Fabio Angeletti è un impiegato convinto di essere vittima di una serie di ingiustizie. Le responabilità di questi torti, a suo parere, ricadono su una società faziosa e spietata. Fabio aspira a ruoli di prestigio culturali e nel frattempo prepara furenti vendette, appaganti rivincite e definitve autopunizioni. Fabio Angeletti è interpretato da Luca Sandri, che porta al Teatro Delfino di Milano dal 4 al 7 maggio lo spettacolo Ne ho mangiata troppa, da lui scritto a quattro mani con Umberto Simonetta. Nel dialogo irrompono via via molti altri imprevedibili interlocutori, reali e immaginari e, allargandosi, la conversazione si fa piuttosto animata.
Quattro domande a Luca Sandri
“Quello di Fabio Angeletti è un personaggio positivo o negativo?”
Da un certo punto di vista è assolutamente negativo perché rappresenta molti difetti che tutti noi abbiamo: la tendenza a farci coinvolgere eccessivamente da rabbia, rancori e voglie di rivincite e riscatto. Però è anche positivo perché è un perdente. E’ una legge del teatro quella secondo la quale il perdente riscuote consensi e solidarietà da parte del pubblico. Molto spesso infatti gli spettatori si ritrovano nei vari aspetti del perdente. In queste situazioni c’è sempre una sorta di identificazione. Lo so per esperienza perché ho iniziato a lavorare in teatro interpretando dei perdenti.
“E’ un testo che rappresenta lo specchio di una società?”
Sì, in tanti aspetti che magari nei tempi cambiano.
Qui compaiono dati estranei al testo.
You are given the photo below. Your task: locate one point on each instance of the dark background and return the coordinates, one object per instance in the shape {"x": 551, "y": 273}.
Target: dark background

Però certe caratteristiche del genere umano si ritrovano sempre.
“Vorrei che parlassi dell’importanza di Giorgio Gaber in questo spettacolo”.
Come qualcuno ricorderà, Umberto Simonetta è stato uno degli scopritori di Gaber. Negli Anni Sessanta ha scritto tutte le canzoni più importanti del suo repertorio nazionalpopolare prima della svolta del teatro-canzone. Nel 1979, quando ho debuttato con il mio primo spettacolo che si chiamava “C’era un sacco di gente, soprattutto giovani”, c’è stata una collaborazione con Gaber. Dopo anni di strade professionali diverse, Umberto Simonetta ha proposto a Giorgio Gaber di scrivere le musiche di quattro canzoni che avevamo inserito nello spettacolo. Lui ha accettato di buon grado e ce le ha regalate senza volere alcun compenso. Ha un po’ ritoccato le parole ed è stato un regalo bellissimo che io mi porto nel cuore dal 1994, quando il testo è stato scritto.
“Trovo molto curioso il titolo: che cosa significa?”
Ne ho mangiata troppa. Di rabbia, delusione e del peggio che tu possa pensare!